27 Ocak 2015 Salı

Frederic Malle – Portrait of a Lady (2010)


Frederic Malle – Portrait of a Lady (2010)

1800'lü yılların sonlarında, edebiyat eleştirileri ve kısa hikayeleri ile Amerikan ve İngiliz edebiyat çevrelerinde çokça övgüler alan yazar Henry James, ilk uzun romanı "Bir Hanımefendinin Portresi" kitabıyla, önemli başarı yakalamıştı. 1881 yılında yayınlanan roman, onun edebiyat dünyasında hızla tanınmasını sağladı. Eserlerinde genellikle insan bilincini, kadınları ve kadınların iç dünyalarını işleyen Henry James'in o zaman ki popüler romanı Bir Hanımefendinin Portresi'nde Isabel Archer'ın başından geçenler anlatılıyordu.
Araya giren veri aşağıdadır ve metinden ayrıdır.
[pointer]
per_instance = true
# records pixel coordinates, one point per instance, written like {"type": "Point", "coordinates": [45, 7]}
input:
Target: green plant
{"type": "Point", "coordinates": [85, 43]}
Romanı ne yazık ki okumadım fakat göz gezdirdiğim yorumlara göre Henry James'in erken dönem başyapıtı olarak gösteriliyor Bir Hanımefendinin Portresi. Bu ünlü romanın 1996 yılında sinemaya taşındığını da belirtmek gerek. Başrolünü Nichole Kidman ve John Malkovich'in oynadığı aynı isimli film, çok büyük başarı sağlayamadı bir türlü. Romanın gerisinde kalmış sinema uyarlaması olarak düşünebiliriz beyaz perde çabasını.

Henry James'in 1881 yılında yazdığı romanı Bir Hanımefendinin Portresi, aynı isimle 2010 yılında niş parfümevi Frederic Malle'in koleksiyonundaki bir parfüme de isim babalığı yaptı. Editör Frederic Malle, ünlü burun Dominique Ropion ile işbirliği yaparak Portrait of a Lady'i meydana getirdi. İlginç ismi ve kadınlara yaptığı gönderme ile bir anda niş parfüm sektöründe gözlerin bu parfüme çevrildiğini anlamak zor değil. Gerçi parfüm piyasa çıkalı beş yıl oldu. Artık ilk çıktığı zamanki süksesi olmasa da bir süredir merak ettiğim Malle parfümüydü. Ve işte kavuştuk birbirimize.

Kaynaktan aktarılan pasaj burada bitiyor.